In 2016 Russia was #12, and within a handful of years it will probably surpass South Korea and Canada to reclaim the #10 spot, just behind Italy and Brazil.
fwiw, I don’t disagree that physicians are underpaid in EE given that my Hungarian friend’s conversations can often be summarized by ranting about “shit equipment, shit pay, shit respect” and fantasies of emigrating to Germany, Sweden, US, or Japan depending on the day of the week.
I think it has stabilized to Japan.
I don’t know; website I saw merely gives a figure of about $9,000.
I found this, which is even worse:
hungarianspectrum.org/2015/02/25/how-to-make-sure-that-no-doctors-will-remain-in-hungary/
There are several rankings of physician salaries by country.

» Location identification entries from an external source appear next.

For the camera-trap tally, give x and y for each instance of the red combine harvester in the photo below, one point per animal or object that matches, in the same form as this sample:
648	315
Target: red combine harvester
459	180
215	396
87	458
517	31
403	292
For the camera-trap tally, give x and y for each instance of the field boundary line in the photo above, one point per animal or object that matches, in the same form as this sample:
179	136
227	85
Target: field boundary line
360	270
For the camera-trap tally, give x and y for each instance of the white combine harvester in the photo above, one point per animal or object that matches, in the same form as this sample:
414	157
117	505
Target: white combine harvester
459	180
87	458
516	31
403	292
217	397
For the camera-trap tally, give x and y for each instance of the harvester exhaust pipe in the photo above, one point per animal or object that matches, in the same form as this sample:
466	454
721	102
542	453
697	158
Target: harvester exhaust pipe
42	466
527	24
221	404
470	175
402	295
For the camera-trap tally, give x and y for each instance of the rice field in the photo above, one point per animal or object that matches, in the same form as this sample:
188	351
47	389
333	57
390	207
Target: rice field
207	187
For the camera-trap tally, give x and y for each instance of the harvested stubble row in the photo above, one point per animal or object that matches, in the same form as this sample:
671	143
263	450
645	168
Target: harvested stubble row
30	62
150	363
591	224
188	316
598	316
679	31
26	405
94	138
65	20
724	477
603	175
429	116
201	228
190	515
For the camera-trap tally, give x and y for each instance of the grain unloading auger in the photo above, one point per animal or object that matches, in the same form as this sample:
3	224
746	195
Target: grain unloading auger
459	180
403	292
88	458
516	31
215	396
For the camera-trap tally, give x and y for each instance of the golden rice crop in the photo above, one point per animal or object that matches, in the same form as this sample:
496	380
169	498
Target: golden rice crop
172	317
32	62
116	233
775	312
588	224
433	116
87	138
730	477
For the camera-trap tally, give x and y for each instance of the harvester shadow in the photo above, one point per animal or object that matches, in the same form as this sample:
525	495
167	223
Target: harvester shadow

Although there are slight differences depending on the methodology of calculations, all agree that doctors do best in the United States, Australia, the Netherlands, Belgium, Canada, United Kingdom, France, Ireland, Switzerland, Denmark, Germany, Norway, Sweden, etc. I found only one chart that also shows Hungary’s pay scale. Here, Hungary is the practically at the bottom of the list, just ahead of Mexico. In 2012 the average salary of physicians in Hungary was 203,189 HUF, less than the national average of all employee salaries. That would be $756 a month, but a doctor’s actual paycheck is, according to a handy internet calculator, only 131,000 HUF, or $484.
::::::::::::::::
I would assume bribes compensate to an extent.
in 1985-1989 USSR had the 2nd biggest GDP in the world.
lets say 60 percent of that was Russian.
Today the Russian GDP is around 5th or 6th place right after Germany.
After the Jews like Adelsons and others stole 1 trillion from USSR states.
It made the Great Depression in USA seem like nothing.
(i guess you are using nominal?)
Unfortunately the first meaningful search result was from a Fidesz propaganda paper, and I’m lazy to search further, but apparently things did improve substantially since 2010, with the bulk of the improvements happening since 2016.
But it’s well known in Hungary that doctors are underpaid. So they are not very representative when comparing living standards.